McCain’s disability pension could renew questions about his fitness


Senator John McCain has long said he is healthy and strong enough to hike the Grand Canyon, but he is also receiving what his staff called a Navy “disability pension” on Monday.

When McCain released his 2007 tax return on Friday, he separately disclosed that he had received a pension of $ 58,358 that was not listed as income on his return.

McCain’s staff on Monday identified the retirement benefit as a “disability pension” and said McCain “retired as disabled due to his limited body movements due to injuries as a prisoner of war.” .

McCain’s campaign strategist Mark Salter said Monday night that McCain was technically disabled. “Tortured for his country, that’s how he acquired his disability,” Salter said.

Certain types of military and veterans pensions are partially or fully tax exempt, depending on the severity of the disability.
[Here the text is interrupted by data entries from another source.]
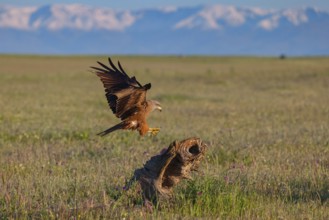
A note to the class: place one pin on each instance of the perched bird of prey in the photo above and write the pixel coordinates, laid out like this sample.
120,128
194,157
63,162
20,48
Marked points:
127,99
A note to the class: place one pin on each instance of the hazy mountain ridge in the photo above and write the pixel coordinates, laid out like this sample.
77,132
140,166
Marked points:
215,29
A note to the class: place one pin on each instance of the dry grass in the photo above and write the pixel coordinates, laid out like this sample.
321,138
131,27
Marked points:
265,119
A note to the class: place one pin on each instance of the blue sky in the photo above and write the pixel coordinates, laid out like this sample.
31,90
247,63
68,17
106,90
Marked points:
136,4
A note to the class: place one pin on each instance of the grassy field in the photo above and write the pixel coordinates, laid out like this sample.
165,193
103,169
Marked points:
266,122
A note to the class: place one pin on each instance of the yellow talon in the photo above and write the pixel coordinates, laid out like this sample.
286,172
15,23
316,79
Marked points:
154,131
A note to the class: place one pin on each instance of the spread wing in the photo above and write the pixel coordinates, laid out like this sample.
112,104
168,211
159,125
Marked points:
125,95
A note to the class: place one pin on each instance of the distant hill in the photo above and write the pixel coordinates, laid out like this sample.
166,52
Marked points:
211,30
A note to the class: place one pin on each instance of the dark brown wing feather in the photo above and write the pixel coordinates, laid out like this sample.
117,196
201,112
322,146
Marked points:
125,95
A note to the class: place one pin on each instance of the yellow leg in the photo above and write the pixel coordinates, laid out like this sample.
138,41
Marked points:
154,131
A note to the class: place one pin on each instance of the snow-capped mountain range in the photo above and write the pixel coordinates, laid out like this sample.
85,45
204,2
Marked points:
212,29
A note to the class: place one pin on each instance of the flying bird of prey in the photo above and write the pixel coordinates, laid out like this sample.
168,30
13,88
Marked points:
127,99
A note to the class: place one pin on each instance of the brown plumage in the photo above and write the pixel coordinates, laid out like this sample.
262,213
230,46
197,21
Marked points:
126,98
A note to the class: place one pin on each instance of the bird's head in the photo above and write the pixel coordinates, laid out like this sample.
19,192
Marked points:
155,105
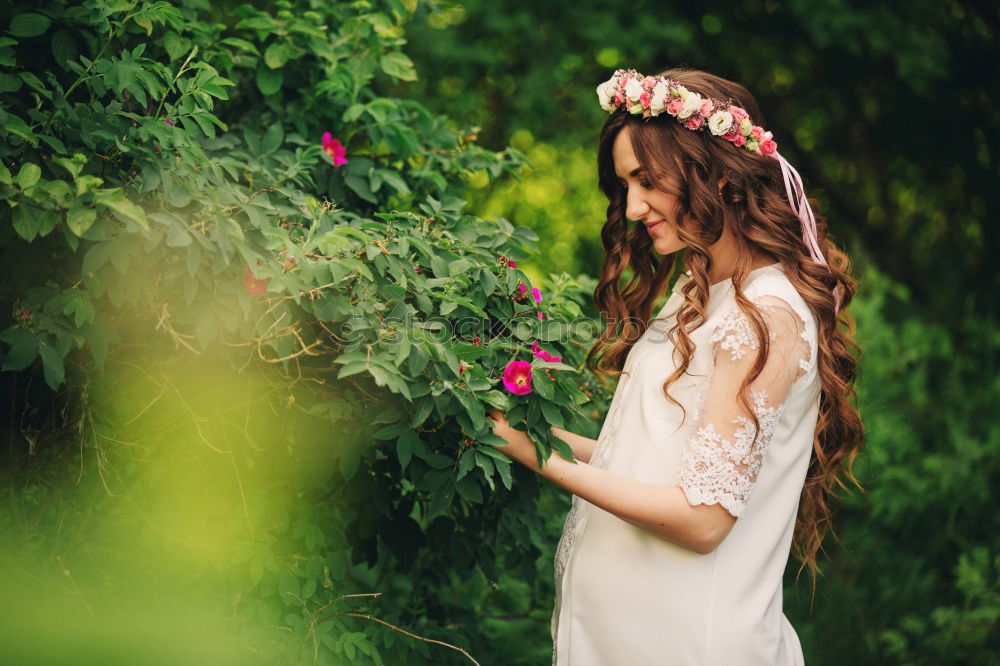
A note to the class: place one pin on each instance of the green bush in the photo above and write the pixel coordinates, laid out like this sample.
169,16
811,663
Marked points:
268,372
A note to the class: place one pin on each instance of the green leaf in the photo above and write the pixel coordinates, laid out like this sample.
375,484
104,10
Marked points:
29,25
28,175
80,218
276,55
116,201
269,80
52,365
399,65
273,138
23,348
543,385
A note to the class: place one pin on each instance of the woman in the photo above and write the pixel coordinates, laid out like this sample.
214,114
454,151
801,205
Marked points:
733,413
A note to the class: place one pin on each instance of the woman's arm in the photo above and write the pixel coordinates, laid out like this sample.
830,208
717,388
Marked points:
661,510
583,447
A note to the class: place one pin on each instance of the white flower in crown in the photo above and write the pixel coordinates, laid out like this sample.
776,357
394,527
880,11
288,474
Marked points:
606,93
633,89
720,122
659,101
692,102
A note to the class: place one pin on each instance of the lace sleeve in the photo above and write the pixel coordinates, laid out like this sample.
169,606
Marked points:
722,459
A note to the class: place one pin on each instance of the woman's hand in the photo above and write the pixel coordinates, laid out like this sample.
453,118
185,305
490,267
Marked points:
519,445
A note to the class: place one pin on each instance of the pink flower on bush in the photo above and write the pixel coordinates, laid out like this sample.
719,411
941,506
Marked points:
544,355
517,377
333,148
254,285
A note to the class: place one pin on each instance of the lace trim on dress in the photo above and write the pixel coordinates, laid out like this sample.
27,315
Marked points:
724,457
723,471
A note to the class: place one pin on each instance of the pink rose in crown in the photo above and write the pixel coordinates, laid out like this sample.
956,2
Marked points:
334,149
517,377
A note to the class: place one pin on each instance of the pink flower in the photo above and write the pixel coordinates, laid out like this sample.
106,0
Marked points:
333,148
517,377
544,355
254,285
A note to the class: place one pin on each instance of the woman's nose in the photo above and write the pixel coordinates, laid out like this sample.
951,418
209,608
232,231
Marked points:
636,208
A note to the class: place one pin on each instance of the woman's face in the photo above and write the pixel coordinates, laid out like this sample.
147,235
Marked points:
656,209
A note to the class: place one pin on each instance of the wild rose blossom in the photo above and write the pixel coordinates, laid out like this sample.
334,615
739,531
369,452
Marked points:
517,377
333,148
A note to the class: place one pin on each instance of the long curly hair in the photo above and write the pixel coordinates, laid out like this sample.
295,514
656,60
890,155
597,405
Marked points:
754,206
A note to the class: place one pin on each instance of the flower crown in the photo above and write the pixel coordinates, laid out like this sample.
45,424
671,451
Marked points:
652,95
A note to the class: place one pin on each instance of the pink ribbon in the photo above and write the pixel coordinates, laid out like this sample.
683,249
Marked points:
797,198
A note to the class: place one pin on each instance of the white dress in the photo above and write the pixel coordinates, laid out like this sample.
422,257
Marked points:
627,597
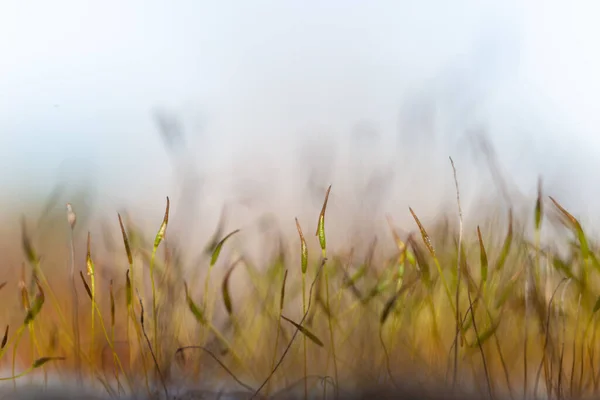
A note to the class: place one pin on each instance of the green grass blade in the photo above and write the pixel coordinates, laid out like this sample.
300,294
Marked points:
305,332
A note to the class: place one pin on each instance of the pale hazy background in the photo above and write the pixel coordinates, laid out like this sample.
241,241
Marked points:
274,100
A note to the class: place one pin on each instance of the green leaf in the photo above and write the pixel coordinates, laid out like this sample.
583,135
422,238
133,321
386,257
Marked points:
36,306
321,225
163,227
225,290
128,290
217,252
282,298
126,242
539,207
305,331
85,284
483,258
4,338
303,248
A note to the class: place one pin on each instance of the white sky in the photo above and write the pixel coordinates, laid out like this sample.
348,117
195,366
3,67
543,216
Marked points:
79,80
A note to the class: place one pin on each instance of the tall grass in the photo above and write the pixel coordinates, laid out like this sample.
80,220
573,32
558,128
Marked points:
501,313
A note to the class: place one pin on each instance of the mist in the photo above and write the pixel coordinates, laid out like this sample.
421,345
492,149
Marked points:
260,106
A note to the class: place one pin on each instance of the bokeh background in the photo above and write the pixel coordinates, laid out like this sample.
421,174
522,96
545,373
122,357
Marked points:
259,106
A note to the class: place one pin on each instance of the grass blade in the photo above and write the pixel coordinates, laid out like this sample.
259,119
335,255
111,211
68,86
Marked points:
225,289
483,258
305,332
303,248
321,225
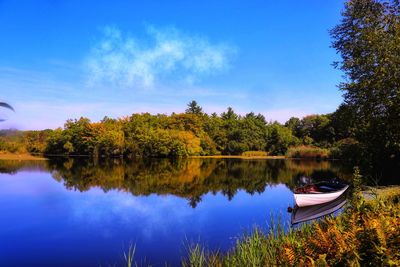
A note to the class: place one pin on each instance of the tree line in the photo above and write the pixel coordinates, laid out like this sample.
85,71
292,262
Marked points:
364,129
193,133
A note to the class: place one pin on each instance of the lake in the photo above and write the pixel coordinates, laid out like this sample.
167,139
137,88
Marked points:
80,212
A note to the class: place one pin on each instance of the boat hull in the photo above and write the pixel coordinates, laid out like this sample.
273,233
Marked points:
303,200
316,211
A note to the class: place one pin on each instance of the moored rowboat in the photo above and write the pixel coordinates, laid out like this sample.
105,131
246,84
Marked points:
316,211
318,194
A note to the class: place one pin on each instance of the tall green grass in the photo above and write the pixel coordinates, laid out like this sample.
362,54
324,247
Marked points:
367,233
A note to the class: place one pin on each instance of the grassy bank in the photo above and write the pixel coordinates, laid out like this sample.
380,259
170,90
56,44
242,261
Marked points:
367,233
11,156
238,157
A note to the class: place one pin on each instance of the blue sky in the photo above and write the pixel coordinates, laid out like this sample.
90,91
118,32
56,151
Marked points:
66,59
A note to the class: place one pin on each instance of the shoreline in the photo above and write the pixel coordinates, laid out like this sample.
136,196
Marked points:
237,157
10,156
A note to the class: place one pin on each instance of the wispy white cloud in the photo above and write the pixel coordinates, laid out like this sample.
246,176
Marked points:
167,55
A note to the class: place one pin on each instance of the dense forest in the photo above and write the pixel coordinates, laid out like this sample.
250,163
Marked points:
365,129
181,135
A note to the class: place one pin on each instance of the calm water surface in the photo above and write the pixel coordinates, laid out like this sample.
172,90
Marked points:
84,213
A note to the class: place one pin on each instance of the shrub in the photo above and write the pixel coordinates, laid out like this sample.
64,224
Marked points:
348,149
255,154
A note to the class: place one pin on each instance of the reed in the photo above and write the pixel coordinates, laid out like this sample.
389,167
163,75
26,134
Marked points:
367,233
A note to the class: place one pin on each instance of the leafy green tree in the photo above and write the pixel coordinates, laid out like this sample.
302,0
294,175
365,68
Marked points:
368,40
194,108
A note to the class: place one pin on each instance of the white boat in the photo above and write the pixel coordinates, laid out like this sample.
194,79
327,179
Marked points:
316,211
319,194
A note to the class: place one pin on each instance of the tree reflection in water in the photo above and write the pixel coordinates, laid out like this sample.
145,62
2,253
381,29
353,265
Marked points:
186,178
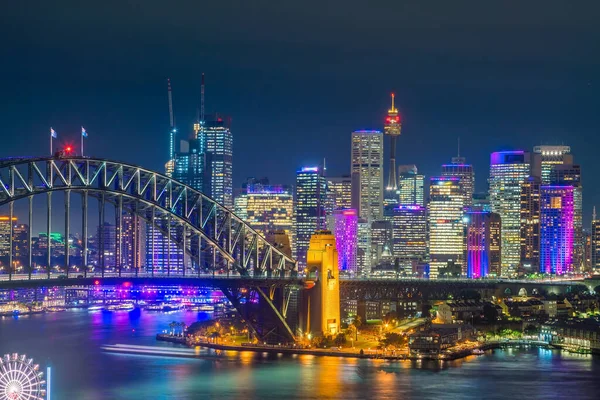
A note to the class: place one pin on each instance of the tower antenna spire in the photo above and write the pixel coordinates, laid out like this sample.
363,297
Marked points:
202,100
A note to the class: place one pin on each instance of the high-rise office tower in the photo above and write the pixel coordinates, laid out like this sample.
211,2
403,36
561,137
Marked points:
5,227
464,171
344,225
219,156
410,186
270,208
367,174
530,224
595,242
569,174
446,227
508,172
309,209
556,229
545,158
339,193
392,129
410,235
363,254
483,244
133,241
381,239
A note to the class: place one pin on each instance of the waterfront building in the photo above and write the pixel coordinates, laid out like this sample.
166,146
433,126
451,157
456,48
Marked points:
381,239
367,174
546,158
363,254
344,225
508,172
219,160
595,242
569,174
483,244
133,241
446,227
339,193
530,224
409,232
270,208
556,229
410,186
309,209
460,169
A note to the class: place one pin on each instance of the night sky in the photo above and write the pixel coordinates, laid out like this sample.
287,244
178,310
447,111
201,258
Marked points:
298,76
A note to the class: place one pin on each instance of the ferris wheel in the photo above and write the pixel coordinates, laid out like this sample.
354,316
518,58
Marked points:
21,379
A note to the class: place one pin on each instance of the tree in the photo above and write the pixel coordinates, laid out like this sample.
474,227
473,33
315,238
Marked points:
340,340
490,313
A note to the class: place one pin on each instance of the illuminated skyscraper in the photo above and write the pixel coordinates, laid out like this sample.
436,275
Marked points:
381,239
344,224
569,174
363,255
464,171
309,209
446,227
530,224
392,129
270,209
545,158
508,171
483,244
339,193
219,155
410,235
556,229
367,174
410,186
595,242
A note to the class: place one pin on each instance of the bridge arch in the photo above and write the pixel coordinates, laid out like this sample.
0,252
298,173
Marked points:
205,227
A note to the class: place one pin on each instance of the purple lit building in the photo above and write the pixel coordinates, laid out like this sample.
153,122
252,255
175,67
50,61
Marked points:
556,229
344,224
483,244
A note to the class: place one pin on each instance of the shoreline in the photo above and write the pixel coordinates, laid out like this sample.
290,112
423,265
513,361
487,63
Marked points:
345,354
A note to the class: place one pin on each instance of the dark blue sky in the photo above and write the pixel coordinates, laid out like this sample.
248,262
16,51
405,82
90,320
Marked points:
298,77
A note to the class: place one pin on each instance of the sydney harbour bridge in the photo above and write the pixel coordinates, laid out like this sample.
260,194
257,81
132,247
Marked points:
259,280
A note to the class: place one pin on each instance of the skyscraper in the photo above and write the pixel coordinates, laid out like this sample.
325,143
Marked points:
410,235
410,186
392,129
530,224
446,227
595,242
219,157
556,229
367,174
545,158
270,208
309,209
569,174
464,171
344,224
508,172
483,244
339,193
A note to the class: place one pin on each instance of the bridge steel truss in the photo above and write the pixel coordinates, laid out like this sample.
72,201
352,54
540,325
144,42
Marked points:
217,240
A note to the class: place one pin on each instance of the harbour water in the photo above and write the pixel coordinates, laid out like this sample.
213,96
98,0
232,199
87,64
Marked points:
71,342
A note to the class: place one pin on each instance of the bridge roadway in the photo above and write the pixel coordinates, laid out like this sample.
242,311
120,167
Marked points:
350,289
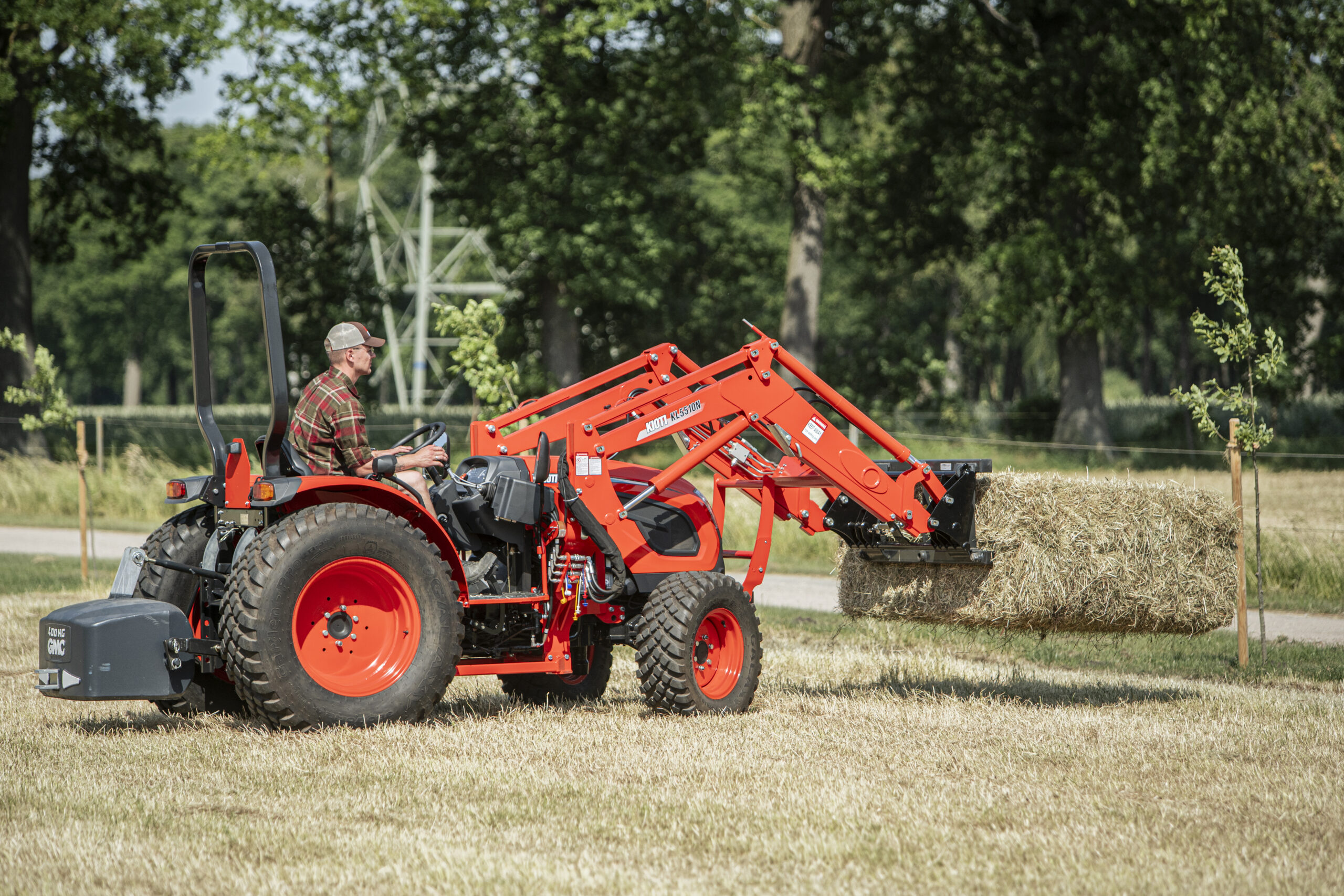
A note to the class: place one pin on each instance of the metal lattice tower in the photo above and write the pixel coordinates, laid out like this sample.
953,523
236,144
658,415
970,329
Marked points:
406,260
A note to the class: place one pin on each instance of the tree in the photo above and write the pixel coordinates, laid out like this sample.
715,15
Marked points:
572,131
1264,359
77,81
478,358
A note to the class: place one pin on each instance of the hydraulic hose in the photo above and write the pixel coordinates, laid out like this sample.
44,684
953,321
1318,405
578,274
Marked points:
596,531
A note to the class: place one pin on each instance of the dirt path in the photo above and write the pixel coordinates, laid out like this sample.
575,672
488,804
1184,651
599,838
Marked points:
819,594
65,543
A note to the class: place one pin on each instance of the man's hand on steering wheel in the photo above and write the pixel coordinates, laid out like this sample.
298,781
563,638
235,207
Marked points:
425,456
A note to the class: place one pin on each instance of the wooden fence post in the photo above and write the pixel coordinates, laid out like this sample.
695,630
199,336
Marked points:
82,456
1234,456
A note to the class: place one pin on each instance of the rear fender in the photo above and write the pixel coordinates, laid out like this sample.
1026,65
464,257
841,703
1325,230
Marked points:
350,489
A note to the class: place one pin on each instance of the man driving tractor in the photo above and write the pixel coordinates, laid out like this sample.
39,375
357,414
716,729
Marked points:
328,426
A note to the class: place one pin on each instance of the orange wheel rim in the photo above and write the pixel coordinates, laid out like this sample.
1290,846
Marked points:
719,650
356,626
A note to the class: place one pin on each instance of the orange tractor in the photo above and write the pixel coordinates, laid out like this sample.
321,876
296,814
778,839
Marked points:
328,599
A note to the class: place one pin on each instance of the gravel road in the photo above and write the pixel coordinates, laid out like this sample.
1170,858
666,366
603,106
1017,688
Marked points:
800,592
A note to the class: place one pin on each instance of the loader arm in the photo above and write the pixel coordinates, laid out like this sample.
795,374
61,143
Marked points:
711,409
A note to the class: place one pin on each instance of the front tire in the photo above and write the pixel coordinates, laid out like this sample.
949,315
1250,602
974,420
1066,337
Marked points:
306,593
698,644
183,539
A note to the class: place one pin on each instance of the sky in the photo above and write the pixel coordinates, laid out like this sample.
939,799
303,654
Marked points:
203,102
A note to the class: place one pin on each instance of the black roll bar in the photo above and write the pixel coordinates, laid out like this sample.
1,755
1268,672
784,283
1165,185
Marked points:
201,361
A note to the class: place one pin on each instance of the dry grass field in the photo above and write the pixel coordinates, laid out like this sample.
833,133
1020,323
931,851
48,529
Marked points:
874,761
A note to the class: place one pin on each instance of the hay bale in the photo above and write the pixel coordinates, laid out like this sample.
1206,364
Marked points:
1070,555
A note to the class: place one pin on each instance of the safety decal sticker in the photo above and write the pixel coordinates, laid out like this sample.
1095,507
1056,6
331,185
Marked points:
815,428
660,424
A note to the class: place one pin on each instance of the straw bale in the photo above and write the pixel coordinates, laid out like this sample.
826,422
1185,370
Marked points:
1070,555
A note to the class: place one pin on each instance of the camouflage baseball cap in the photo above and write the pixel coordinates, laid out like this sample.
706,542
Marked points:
347,335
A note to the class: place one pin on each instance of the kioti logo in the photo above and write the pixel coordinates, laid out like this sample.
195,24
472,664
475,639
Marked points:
660,424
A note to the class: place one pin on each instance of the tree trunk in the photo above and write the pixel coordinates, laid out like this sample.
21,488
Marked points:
803,29
1083,410
952,378
1014,386
560,338
17,124
1146,364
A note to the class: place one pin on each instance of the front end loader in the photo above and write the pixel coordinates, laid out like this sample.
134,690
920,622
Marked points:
311,599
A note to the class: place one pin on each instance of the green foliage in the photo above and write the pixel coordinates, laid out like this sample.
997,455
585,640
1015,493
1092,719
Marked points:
478,356
1234,343
41,388
88,73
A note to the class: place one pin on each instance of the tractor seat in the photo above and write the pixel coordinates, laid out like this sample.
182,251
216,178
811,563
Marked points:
289,460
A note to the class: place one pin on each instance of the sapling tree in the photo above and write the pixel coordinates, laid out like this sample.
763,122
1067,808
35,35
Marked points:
478,358
1260,358
41,388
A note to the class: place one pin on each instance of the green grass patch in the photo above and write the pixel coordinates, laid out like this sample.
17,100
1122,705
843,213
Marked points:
25,573
1208,657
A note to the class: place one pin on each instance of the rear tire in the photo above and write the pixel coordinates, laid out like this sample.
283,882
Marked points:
183,539
541,688
299,590
698,645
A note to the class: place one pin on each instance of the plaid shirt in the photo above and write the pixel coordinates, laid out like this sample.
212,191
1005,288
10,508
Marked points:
328,426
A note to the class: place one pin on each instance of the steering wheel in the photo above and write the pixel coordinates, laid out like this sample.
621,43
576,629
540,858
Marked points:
435,430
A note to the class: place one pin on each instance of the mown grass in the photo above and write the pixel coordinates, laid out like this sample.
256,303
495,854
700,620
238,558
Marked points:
25,573
1210,657
1303,516
873,762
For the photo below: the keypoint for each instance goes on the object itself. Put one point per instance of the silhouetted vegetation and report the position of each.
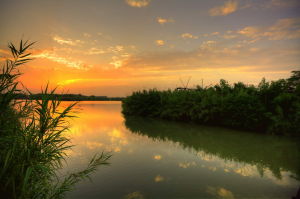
(69, 97)
(265, 152)
(32, 140)
(270, 107)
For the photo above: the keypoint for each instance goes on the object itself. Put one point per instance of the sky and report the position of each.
(115, 47)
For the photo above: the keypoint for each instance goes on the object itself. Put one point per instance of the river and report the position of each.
(162, 159)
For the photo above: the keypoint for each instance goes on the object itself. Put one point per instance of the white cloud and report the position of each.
(229, 7)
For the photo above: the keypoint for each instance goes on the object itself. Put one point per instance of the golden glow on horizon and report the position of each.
(154, 47)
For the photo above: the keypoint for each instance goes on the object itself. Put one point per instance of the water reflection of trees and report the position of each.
(265, 152)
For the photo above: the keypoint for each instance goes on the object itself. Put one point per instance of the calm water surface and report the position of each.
(160, 159)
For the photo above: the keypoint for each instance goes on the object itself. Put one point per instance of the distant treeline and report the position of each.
(69, 97)
(270, 107)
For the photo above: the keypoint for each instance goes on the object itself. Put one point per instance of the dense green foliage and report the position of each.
(32, 140)
(272, 107)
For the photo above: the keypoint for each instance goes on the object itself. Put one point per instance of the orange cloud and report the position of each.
(229, 7)
(138, 3)
(188, 36)
(160, 42)
(70, 42)
(62, 60)
(163, 21)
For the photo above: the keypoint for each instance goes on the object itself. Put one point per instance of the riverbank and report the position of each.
(69, 97)
(271, 107)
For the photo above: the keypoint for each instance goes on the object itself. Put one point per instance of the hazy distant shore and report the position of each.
(70, 97)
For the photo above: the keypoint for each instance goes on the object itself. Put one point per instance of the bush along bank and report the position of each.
(271, 107)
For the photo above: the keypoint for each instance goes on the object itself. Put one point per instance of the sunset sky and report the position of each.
(114, 47)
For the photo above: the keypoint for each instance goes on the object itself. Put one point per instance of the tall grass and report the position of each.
(32, 140)
(270, 107)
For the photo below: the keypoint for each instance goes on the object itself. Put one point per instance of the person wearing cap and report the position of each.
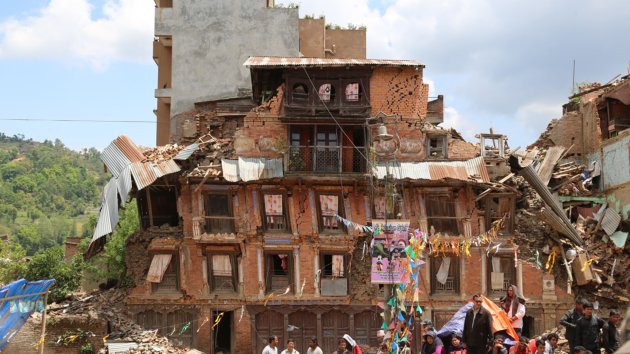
(380, 337)
(570, 319)
(521, 348)
(477, 327)
(432, 344)
(498, 347)
(313, 348)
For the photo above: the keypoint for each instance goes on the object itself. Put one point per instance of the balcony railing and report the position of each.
(327, 159)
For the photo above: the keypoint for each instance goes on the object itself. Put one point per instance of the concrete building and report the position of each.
(247, 234)
(199, 48)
In the case of McCain, the exemption is 100%.

If McCain had had to pay taxes on the full pension amount, it would have increased his tax bill by about $ 18,000 based on the percentage of his income he paid to the federal government.

McCain spent five and a half years as a prisoner of war in Hanoi. After his release in 1973, he returned home on crutches and began painful physical rehabilitation. He then regained pilot status and commanded a Navy squadron before retiring from service in 1981.

McCain would be the oldest man to enter the White House if elected president, and questions have been raised about his health.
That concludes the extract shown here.